There’s something else the prompt registry assumes: that the prompt author has fully specified the behavior they want. But half the value of a mature library is behavior the author never thought to specify. It’s emergent correctness from years of bug reports. Someone hit a weird proxy configuration in 2019 and filed an issue. Someone else found a race condition under high concurrency in 2021. A third person noticed that a particular header combination broke on older TLS stacks. Each of those fixes is now baked into the library. You can’t prompt your way into a decade of production bug reports.

Who governs the prompts

Package registries aren’t just file hosts. They decide who owns names, how disputes resolve, what gets removed, and how compromised accounts are handled. They’re governance providers, making judgment calls that keep ecosystems healthy: removing malware, transferring abandoned packages, enforcing naming policies. When npm restored left-pad after Azer Koçulu unpublished it, that was a governance decision that kept thousands of builds from breaking. A prompt registry has none of this. Who decides that a prompt is malicious? Who resolves conflicts when two prompt authors claim the same specification name? Who steps in when a widely-used prompt starts producing vulnerable code? These are governance questions, and they need institutions to answer them.

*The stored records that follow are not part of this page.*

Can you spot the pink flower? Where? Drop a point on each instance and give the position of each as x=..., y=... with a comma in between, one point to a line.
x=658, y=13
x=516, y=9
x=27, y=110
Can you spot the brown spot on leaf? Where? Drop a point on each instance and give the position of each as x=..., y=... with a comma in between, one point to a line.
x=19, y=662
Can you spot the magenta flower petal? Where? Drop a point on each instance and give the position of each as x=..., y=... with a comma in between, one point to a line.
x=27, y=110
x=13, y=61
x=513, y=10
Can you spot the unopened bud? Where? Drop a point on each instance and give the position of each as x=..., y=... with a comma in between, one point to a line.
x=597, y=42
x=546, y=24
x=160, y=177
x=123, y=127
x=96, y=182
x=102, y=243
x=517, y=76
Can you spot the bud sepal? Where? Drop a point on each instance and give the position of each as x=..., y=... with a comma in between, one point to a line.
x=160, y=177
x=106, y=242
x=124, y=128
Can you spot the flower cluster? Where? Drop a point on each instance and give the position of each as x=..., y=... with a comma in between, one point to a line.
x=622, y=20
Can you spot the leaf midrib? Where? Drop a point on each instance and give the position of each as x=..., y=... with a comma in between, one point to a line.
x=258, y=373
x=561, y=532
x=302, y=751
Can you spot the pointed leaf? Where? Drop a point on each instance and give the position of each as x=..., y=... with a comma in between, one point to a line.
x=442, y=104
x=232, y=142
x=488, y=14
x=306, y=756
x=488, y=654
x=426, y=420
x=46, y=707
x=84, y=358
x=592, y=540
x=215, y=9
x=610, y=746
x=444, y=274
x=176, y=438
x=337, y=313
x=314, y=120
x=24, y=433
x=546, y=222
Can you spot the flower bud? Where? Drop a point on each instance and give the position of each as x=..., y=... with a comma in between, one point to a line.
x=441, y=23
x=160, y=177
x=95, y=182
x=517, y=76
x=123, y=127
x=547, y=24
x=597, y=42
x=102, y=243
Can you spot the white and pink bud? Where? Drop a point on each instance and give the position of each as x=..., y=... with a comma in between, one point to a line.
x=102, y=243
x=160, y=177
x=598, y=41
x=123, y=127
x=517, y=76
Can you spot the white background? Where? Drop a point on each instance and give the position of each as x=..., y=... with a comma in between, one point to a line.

Yes, we’ve automated a lot of this collaboration, maybe too much if you’ve ever looked inside a node_modules folder. But underneath the automation there’s still a core human process: people building on each other’s work without needing to talk to each other, and that kind of coordination can’t be specified in a prompt.

AI agents aren’t going to stop using packages. Packages feature heavily in the training data, and every coding agent already reaches for npm install or pip install as a first instinct. The interesting work is happening in the opposite direction: making agents better at working with package managers rather than replacing them. I’ve been building a skill that makes coding agents evaluate packages skeptically before suggesting them, checking that they exist, that they’re maintained, that the standard library doesn’t already cover the use case. There’s also a broader opportunity to give agents a shared protocol for package management, a common vocabulary for resolution, publishing and governance that works across ecosystems. Package management is a wicked problem, and AI that understands package managers deeply seems more useful than AI that tries to make them disappear.